Berkat tekunnya belajar dan
delapan bulan kemudian dia berhasil mengantongi ijazah di Mesir dinamakan Kaffaah. Lalu dia keluar dari sekolah itu dengan alasan
ingin mempelajari bahasa Inggeris dan Perancis secara intensif, setelah delapan
bulan ia menekuni dua bahasa tersebut dia berhasil mendapat nilai “
equivalent” ia pun kembali ke sekolahnya yang lama. empat bulan kemudian
Rasyidi diuji untuk masuk kelas lima, yang akhirnya delapan bulan kemudian dia
berhasil meraih diploma sekolah menengah umum dan agama dan hafal al- Qur’an
secara lengkap 30 juz dengan ijazah “beccalaureat”
Dengan ijazah itulah Rasyidi
dapat diterima di Darl Ulum, tetapi baru setengah bulan belajar di sana, dia
merasa bahwa jurusan itu tidak cocok dengan panggilan jiwanya. Akhirnya dia
memilih pelajaran pada bidang filsafat dan agama di Universitas Kairo Mesir. Rasyidi merasa beruntung dengan
menetapkan pilihan pada jurusan filsafat dan Agama sebab jurusan itu masih baru
dan peminatnya belum banyak, guru yang memberikan kuliah sebagian besar adalah dosen di Universitas Sarbonne. Dengan
demikian Rasyidi banyak sekali menimba ilmu dari dosennya secara langsung. Salah
satu diantaranya adalah Syekh Mustafa Abdul Raziq yang pernah menjadi murid
langsung dari Muhamad Abduh.[3]
Pada tahun 1937 sewaktu
sudah duduk di tingkat III, dia meminta cuti untuk menunaikan ibadah haji
bersama Abdul Kahar Muzakkir. Dan pada tahun itu juga Rasyidi berhasil
mendapatkan ijazah “ lincence”. Dia putra Indonesia yang berhasil lulus
nomor satu setelah tujuh tahun belajar di Kairo. Maka tiba saatnya Mesir
ditinggalkannya dan kembali ke tanah air.
Pada usia 19 tahun Rasyidi sudah diikat dengan pernikahan yaitu
“ nikah gantung” oleh kedua orang tua masing- masing, tujuh tahun kemudian
nikah gantung itu diresmikan dengan nikah sungguhan secara Islam. Pernikahan
itu dilaksanakan pada tanggal 26 Oktober 1938 di Kotogede, perayaan dilakukan
secara besar-besaran karena Siti Sa’adah merupakan putri bungsu dari haji
Muzakkir.
Setelah menikah Rasyidi
mengisi waktunya membantu mengajar di Madrasah Ma’ad Islamy pimpinan kiyai Haji
Amir di Kotogede dan Pesantren Luhur di Solo. Ia juga menjadi anggota pengurus
besar PII hasil kongres pada tanggal 11 april 1940 yang diketuai oleh Sukiman.
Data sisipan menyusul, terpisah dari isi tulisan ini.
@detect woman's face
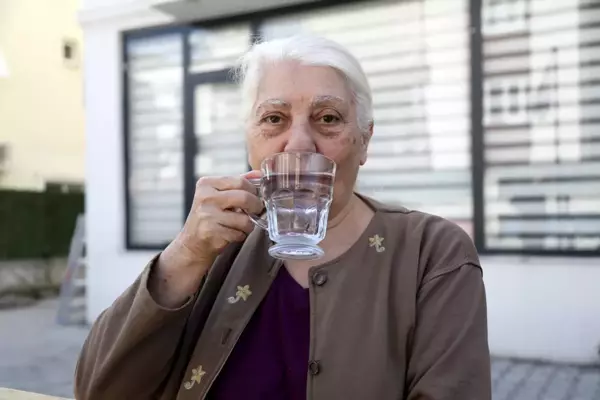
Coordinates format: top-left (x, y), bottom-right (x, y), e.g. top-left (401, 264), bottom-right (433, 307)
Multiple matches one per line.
top-left (246, 60), bottom-right (372, 218)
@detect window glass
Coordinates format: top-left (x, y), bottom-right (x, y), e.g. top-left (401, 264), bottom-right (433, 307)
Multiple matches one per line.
top-left (482, 0), bottom-right (600, 251)
top-left (126, 33), bottom-right (184, 247)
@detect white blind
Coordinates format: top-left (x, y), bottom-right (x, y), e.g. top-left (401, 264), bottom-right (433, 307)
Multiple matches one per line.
top-left (482, 0), bottom-right (600, 251)
top-left (194, 82), bottom-right (248, 177)
top-left (126, 34), bottom-right (184, 246)
top-left (261, 0), bottom-right (473, 234)
top-left (190, 25), bottom-right (251, 177)
top-left (189, 24), bottom-right (251, 73)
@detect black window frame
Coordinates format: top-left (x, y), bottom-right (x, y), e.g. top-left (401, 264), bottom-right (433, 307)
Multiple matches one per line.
top-left (121, 0), bottom-right (600, 257)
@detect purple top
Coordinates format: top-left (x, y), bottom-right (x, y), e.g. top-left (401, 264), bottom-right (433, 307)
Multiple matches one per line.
top-left (207, 266), bottom-right (310, 400)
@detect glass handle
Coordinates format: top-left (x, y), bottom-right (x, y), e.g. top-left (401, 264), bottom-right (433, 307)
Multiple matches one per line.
top-left (246, 177), bottom-right (268, 231)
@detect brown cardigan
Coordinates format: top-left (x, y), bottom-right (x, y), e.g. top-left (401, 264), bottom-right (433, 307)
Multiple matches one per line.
top-left (74, 196), bottom-right (491, 400)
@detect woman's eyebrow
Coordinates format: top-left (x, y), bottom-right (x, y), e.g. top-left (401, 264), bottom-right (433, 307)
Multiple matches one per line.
top-left (255, 99), bottom-right (290, 116)
top-left (310, 95), bottom-right (347, 108)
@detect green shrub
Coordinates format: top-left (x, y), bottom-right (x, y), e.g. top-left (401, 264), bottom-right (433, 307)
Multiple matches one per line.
top-left (0, 190), bottom-right (84, 260)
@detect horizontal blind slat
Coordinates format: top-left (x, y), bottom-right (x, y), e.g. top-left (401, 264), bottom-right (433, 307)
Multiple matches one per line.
top-left (482, 0), bottom-right (600, 251)
top-left (188, 24), bottom-right (250, 73)
top-left (126, 33), bottom-right (184, 246)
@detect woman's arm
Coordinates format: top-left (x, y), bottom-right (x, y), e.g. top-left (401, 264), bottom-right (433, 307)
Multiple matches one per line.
top-left (405, 262), bottom-right (491, 400)
top-left (74, 256), bottom-right (198, 400)
top-left (74, 173), bottom-right (263, 399)
top-left (403, 214), bottom-right (492, 400)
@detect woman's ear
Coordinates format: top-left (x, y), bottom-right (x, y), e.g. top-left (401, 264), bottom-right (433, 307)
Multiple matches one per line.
top-left (359, 122), bottom-right (374, 166)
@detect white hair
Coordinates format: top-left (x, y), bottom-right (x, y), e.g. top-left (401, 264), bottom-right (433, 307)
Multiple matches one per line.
top-left (234, 34), bottom-right (373, 134)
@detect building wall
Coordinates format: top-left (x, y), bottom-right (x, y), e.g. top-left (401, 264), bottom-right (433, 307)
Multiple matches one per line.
top-left (0, 0), bottom-right (85, 190)
top-left (81, 0), bottom-right (600, 365)
top-left (485, 257), bottom-right (600, 364)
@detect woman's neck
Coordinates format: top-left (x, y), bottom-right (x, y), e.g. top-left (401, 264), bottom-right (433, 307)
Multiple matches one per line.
top-left (322, 194), bottom-right (374, 249)
top-left (327, 193), bottom-right (359, 230)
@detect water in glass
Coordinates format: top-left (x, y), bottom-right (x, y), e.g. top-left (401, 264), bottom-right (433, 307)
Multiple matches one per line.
top-left (261, 171), bottom-right (334, 257)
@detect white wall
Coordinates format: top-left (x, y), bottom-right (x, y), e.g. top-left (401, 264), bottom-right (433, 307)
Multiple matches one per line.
top-left (483, 256), bottom-right (600, 364)
top-left (81, 0), bottom-right (600, 365)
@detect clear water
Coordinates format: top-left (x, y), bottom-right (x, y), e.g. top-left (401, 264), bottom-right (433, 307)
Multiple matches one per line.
top-left (261, 172), bottom-right (334, 246)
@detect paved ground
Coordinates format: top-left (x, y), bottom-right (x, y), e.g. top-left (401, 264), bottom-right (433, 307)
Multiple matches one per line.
top-left (0, 299), bottom-right (599, 399)
top-left (492, 359), bottom-right (600, 400)
top-left (0, 299), bottom-right (88, 398)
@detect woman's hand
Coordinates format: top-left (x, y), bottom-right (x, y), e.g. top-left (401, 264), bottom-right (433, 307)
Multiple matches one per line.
top-left (150, 171), bottom-right (263, 308)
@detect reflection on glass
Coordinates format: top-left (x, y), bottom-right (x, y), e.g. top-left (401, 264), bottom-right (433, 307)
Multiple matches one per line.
top-left (194, 83), bottom-right (247, 178)
top-left (127, 33), bottom-right (185, 246)
top-left (189, 24), bottom-right (251, 73)
top-left (482, 0), bottom-right (600, 251)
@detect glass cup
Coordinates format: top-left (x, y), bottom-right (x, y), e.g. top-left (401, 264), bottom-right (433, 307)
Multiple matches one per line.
top-left (247, 152), bottom-right (336, 261)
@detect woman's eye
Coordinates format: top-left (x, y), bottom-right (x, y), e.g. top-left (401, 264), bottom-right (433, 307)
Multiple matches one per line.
top-left (320, 114), bottom-right (340, 124)
top-left (265, 115), bottom-right (282, 124)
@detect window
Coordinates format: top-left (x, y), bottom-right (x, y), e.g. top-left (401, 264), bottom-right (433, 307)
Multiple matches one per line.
top-left (62, 38), bottom-right (79, 68)
top-left (124, 33), bottom-right (185, 247)
top-left (189, 24), bottom-right (251, 74)
top-left (122, 0), bottom-right (600, 255)
top-left (193, 82), bottom-right (246, 178)
top-left (188, 24), bottom-right (251, 181)
top-left (481, 0), bottom-right (600, 252)
top-left (63, 41), bottom-right (75, 60)
top-left (0, 143), bottom-right (8, 165)
top-left (124, 25), bottom-right (252, 248)
top-left (483, 0), bottom-right (528, 35)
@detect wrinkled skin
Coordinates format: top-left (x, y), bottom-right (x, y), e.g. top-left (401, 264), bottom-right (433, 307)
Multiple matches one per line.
top-left (246, 60), bottom-right (373, 220)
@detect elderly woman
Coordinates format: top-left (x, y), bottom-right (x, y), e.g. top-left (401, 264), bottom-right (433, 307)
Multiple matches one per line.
top-left (75, 35), bottom-right (491, 400)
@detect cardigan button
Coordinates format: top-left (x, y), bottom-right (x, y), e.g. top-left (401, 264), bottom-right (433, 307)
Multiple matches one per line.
top-left (312, 271), bottom-right (328, 286)
top-left (308, 360), bottom-right (321, 376)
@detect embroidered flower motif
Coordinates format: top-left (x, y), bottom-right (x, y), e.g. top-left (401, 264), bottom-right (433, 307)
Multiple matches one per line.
top-left (184, 365), bottom-right (206, 390)
top-left (227, 285), bottom-right (252, 304)
top-left (369, 234), bottom-right (386, 253)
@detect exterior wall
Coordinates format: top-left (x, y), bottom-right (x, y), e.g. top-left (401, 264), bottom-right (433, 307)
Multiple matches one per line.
top-left (0, 0), bottom-right (85, 190)
top-left (484, 257), bottom-right (600, 364)
top-left (81, 0), bottom-right (600, 364)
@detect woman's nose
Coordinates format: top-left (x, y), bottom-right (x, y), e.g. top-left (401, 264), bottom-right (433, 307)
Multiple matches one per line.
top-left (283, 122), bottom-right (317, 153)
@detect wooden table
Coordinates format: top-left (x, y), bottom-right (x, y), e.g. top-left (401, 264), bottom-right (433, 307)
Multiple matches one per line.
top-left (0, 388), bottom-right (72, 400)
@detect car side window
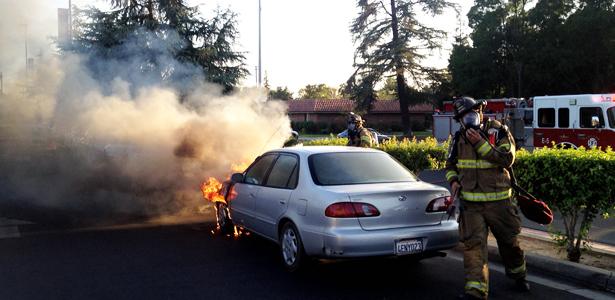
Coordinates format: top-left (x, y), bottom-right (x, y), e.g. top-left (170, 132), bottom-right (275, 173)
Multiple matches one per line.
top-left (265, 155), bottom-right (298, 189)
top-left (244, 154), bottom-right (277, 185)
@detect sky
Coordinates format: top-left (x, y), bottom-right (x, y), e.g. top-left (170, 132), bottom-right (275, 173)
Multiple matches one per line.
top-left (36, 0), bottom-right (472, 96)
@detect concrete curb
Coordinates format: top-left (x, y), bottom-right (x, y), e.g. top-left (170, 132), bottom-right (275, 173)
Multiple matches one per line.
top-left (482, 232), bottom-right (615, 294)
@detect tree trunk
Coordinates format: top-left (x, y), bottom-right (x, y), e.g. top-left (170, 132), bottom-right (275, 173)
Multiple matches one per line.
top-left (390, 0), bottom-right (411, 136)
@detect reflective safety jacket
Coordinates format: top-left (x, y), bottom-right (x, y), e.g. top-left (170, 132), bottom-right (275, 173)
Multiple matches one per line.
top-left (445, 119), bottom-right (515, 202)
top-left (347, 127), bottom-right (374, 147)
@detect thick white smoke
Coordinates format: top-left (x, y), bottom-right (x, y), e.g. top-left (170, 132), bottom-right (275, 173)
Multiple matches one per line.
top-left (0, 1), bottom-right (291, 224)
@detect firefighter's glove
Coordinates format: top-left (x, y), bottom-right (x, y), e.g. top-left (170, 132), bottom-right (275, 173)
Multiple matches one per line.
top-left (451, 181), bottom-right (461, 197)
top-left (465, 128), bottom-right (483, 145)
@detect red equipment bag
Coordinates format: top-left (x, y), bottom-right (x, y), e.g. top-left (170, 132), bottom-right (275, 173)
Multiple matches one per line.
top-left (515, 193), bottom-right (553, 225)
top-left (508, 168), bottom-right (554, 225)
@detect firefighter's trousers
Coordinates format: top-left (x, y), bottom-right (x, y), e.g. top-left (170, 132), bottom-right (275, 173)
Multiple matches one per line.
top-left (459, 198), bottom-right (526, 299)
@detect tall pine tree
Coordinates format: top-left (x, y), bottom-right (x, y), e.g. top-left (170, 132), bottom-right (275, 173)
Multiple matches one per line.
top-left (348, 0), bottom-right (453, 134)
top-left (66, 0), bottom-right (247, 93)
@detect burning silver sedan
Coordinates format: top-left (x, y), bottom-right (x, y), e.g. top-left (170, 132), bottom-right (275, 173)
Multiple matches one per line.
top-left (214, 146), bottom-right (459, 271)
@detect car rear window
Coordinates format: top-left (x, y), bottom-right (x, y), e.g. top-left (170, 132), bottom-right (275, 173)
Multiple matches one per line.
top-left (308, 152), bottom-right (416, 185)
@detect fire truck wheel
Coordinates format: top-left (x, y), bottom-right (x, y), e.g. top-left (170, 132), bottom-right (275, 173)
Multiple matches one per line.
top-left (279, 222), bottom-right (308, 272)
top-left (556, 142), bottom-right (578, 149)
top-left (215, 202), bottom-right (233, 234)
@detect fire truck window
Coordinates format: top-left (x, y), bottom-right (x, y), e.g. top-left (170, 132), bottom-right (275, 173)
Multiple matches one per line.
top-left (608, 107), bottom-right (615, 129)
top-left (580, 107), bottom-right (605, 128)
top-left (244, 154), bottom-right (277, 185)
top-left (558, 108), bottom-right (569, 128)
top-left (538, 108), bottom-right (555, 127)
top-left (265, 155), bottom-right (298, 189)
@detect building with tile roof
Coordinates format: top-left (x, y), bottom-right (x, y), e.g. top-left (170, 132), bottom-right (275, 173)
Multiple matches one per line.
top-left (287, 99), bottom-right (434, 132)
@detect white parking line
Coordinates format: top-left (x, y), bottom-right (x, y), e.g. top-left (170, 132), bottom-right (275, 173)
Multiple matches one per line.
top-left (447, 251), bottom-right (615, 300)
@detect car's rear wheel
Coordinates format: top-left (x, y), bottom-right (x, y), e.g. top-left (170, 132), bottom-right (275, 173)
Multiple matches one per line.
top-left (279, 222), bottom-right (307, 272)
top-left (215, 202), bottom-right (233, 234)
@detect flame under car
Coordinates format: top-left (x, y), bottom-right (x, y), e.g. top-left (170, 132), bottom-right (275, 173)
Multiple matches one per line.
top-left (214, 146), bottom-right (459, 271)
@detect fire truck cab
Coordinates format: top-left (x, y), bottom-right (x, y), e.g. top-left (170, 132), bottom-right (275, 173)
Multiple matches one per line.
top-left (529, 94), bottom-right (615, 149)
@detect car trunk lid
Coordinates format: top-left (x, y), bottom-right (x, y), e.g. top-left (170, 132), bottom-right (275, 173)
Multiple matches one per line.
top-left (324, 181), bottom-right (449, 231)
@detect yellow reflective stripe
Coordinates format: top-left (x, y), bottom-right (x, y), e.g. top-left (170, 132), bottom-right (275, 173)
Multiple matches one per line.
top-left (498, 143), bottom-right (511, 151)
top-left (465, 281), bottom-right (488, 293)
top-left (461, 189), bottom-right (512, 202)
top-left (360, 135), bottom-right (372, 142)
top-left (477, 141), bottom-right (492, 156)
top-left (457, 159), bottom-right (497, 169)
top-left (446, 170), bottom-right (459, 181)
top-left (509, 262), bottom-right (526, 274)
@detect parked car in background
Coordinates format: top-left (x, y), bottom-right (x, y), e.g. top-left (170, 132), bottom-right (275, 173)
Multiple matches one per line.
top-left (214, 146), bottom-right (458, 271)
top-left (337, 128), bottom-right (391, 144)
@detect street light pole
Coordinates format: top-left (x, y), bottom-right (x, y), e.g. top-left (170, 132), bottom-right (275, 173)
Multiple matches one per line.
top-left (68, 0), bottom-right (72, 42)
top-left (258, 0), bottom-right (262, 87)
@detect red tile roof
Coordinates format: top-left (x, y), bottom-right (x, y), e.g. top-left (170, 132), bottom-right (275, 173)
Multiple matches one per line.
top-left (287, 99), bottom-right (354, 113)
top-left (287, 99), bottom-right (433, 113)
top-left (371, 101), bottom-right (433, 113)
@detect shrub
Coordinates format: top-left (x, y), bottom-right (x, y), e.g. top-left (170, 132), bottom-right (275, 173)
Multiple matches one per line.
top-left (379, 137), bottom-right (448, 174)
top-left (303, 136), bottom-right (348, 146)
top-left (410, 121), bottom-right (426, 132)
top-left (514, 146), bottom-right (615, 262)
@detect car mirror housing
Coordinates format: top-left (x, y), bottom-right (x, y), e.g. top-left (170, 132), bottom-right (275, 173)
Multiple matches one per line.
top-left (230, 173), bottom-right (244, 183)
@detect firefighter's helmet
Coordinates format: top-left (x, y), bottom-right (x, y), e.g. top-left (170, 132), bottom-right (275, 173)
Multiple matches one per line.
top-left (348, 112), bottom-right (364, 125)
top-left (453, 97), bottom-right (486, 120)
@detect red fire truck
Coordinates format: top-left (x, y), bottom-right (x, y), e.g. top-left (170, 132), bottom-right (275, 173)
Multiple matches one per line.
top-left (433, 94), bottom-right (615, 150)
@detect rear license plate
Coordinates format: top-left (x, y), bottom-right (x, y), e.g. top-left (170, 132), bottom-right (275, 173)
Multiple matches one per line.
top-left (395, 239), bottom-right (423, 255)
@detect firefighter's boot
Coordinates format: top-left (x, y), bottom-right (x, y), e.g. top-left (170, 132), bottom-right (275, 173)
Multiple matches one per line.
top-left (515, 278), bottom-right (530, 292)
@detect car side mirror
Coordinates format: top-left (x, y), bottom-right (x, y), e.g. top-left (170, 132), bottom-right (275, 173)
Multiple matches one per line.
top-left (230, 173), bottom-right (244, 183)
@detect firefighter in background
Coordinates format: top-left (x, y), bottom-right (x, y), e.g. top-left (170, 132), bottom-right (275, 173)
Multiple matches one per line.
top-left (446, 97), bottom-right (529, 299)
top-left (346, 112), bottom-right (373, 147)
top-left (283, 131), bottom-right (300, 147)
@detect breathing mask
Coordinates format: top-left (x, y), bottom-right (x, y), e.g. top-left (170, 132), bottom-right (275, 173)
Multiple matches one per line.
top-left (461, 111), bottom-right (481, 130)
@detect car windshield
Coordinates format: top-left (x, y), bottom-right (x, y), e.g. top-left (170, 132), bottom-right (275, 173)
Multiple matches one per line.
top-left (608, 107), bottom-right (615, 129)
top-left (308, 152), bottom-right (417, 185)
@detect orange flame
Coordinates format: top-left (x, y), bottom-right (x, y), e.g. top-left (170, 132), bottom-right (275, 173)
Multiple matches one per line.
top-left (200, 177), bottom-right (225, 203)
top-left (200, 161), bottom-right (250, 204)
top-left (231, 162), bottom-right (250, 173)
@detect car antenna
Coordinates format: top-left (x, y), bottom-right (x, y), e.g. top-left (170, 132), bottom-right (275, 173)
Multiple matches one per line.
top-left (259, 120), bottom-right (286, 153)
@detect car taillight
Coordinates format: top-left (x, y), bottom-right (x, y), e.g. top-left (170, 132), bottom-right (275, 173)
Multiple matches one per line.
top-left (325, 202), bottom-right (380, 218)
top-left (426, 196), bottom-right (453, 213)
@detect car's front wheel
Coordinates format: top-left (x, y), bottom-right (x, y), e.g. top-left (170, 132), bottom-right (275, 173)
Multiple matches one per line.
top-left (215, 202), bottom-right (233, 234)
top-left (279, 222), bottom-right (307, 272)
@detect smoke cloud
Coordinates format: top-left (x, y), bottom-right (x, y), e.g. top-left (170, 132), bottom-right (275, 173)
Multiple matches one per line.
top-left (0, 1), bottom-right (291, 225)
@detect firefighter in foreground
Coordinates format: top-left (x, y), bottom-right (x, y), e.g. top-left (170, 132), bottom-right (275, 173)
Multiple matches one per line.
top-left (446, 97), bottom-right (529, 299)
top-left (346, 112), bottom-right (373, 147)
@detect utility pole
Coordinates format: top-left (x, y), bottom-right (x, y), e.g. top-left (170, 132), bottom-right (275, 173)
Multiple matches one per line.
top-left (0, 72), bottom-right (3, 96)
top-left (69, 0), bottom-right (72, 41)
top-left (258, 0), bottom-right (262, 87)
top-left (24, 24), bottom-right (28, 75)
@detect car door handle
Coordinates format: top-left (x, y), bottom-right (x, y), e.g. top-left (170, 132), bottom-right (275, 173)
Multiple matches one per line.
top-left (578, 134), bottom-right (586, 138)
top-left (249, 193), bottom-right (256, 198)
top-left (279, 200), bottom-right (286, 204)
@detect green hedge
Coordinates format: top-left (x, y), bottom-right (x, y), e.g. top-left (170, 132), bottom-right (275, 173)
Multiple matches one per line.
top-left (304, 136), bottom-right (449, 174)
top-left (514, 146), bottom-right (615, 261)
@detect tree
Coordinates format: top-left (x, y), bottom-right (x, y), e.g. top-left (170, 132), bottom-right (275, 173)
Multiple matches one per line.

Selain masuk partai juga menjadi anggota “Alliance Francaise”(
perkumpulan Perancis) di Yogyakarta yang sebagian besar anggotanya adalah
orang-orang Belanda dan yang lebih menyenangkan bagi Rasyidi adalah dengan
adanyanya “ Islam Stadie Club”
yang diketuai oleh Mr. Kasmat, ceramah Rasyidi yang dinilai masyarakat sangat
memuaskan yaitu tentang Isra’ Mi’raj di Islam
Studi Club yang dimuat di Harian Sedyo Tomo yang terbit di Yogyakarta.
Sewaktu bertemu dengan M.r.
Suwandi di kantornya di jalan Cilacap IV Jakarta, Rasyidi mengetahui bahwa
kepadanya diserahkan untuk mengurus sebuah perpustakaan oleh balatentara Da’i
Nippon. Perpustakaan itu diberi nama perpustakaan Islam yang menempati sebuah
gedung di Tanah Abang.
Perpustakan Islam kadang-
kadang oleh para Kiyai dari seluruh Jawa yang sedang dilatih oleh Shumubu (
kantor urusan agama). Shumubu yang diberikan Jepang tersebut dikepalai oleh
Abdul Kahar Muzakkkir. Sebelum menjadi kepala Shumubu Abdul Kahar Mazakkir
menjabat sebagai komentatoor / penyiar radio militer untuk siaran luar negeri
dalam bahasa Arab. Setelah menjabat sebagai kepala Shumubu tugas sebagai komentator diserahkan kepada
Rasyidi. Sebagaimana pegawai kantor lainnya Rasyidi diajari baris - berbaris
dan bahasa Jepang.
Sesudah diproklamirkan
kemerdekaan Indonesia dan terbentuknya kabinet Sjahrir pada tanggal 14 November
1945, dalam kabinet tersebut Rasyidi ditunjuk sebagai menteri negara yang
diketahuinya lewat koran merdeka yang terbit di Jakarta, setelah lebih kurang
dua bulan menjadi menteri negara kemudian ditunjuk pula menjadi menteri Agama.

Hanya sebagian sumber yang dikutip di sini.